After allegations of leaks from the Integrity Commissioner’s office and potentially problematic behaviour from the Public Service Commission,the CCC found that the laptops in question had been retrieved in “entirely ordinary” circumstances following staffing changes.
Suggestions some data had been improperly access or leaked from the office stemmed from a handover between a departing executive officer who had been “struggling to keep up with the workload” and had taken to copying emails to a separate official email address to manage.
She left in November 2020 and later raised a bullying complaint,the subject of ongoing work by the Public Service Commission,about how she was treated by Stepanov and a director seconded to the office from the PSC.
The director was reassigned to a position outside the integrity office in March of 2021. The two laptops were then “collected” for,respectively,the ongoing investigation and to provide to a replacement staff member — the latter also requiring the laptop to be cleared after backing up in a process the CCC described as “wholly unremarkable”.
Stepanov and another staff member stayed away on that day to avoid contact with the director who was set to,but in the end did not,also collect their personal belongings. The CCC said there was “differing recollections” about who suggested the plan,but it had not been a direction.

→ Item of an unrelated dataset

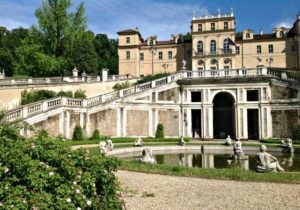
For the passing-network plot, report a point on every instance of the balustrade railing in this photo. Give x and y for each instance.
(43, 106)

“In light of the above conclusions,the CCC considered a public report was appropriate so as to provide an accurate picture of what the evidence suggests actually occurred,” the report said. “A failure to correct the confusion and misinformation around these events may continue to erode public confidence.”
Fentiman excoriated the LNP Opposition after the report’s release,after the party had for months claimed the situation was at the centre of an “integrity inferno” dogging the government and demanded to know what was “on the laptop”.
In a statement,the LNP’s integrity spokeswoman Fiona Simpson said the report “creates more questions than answers”.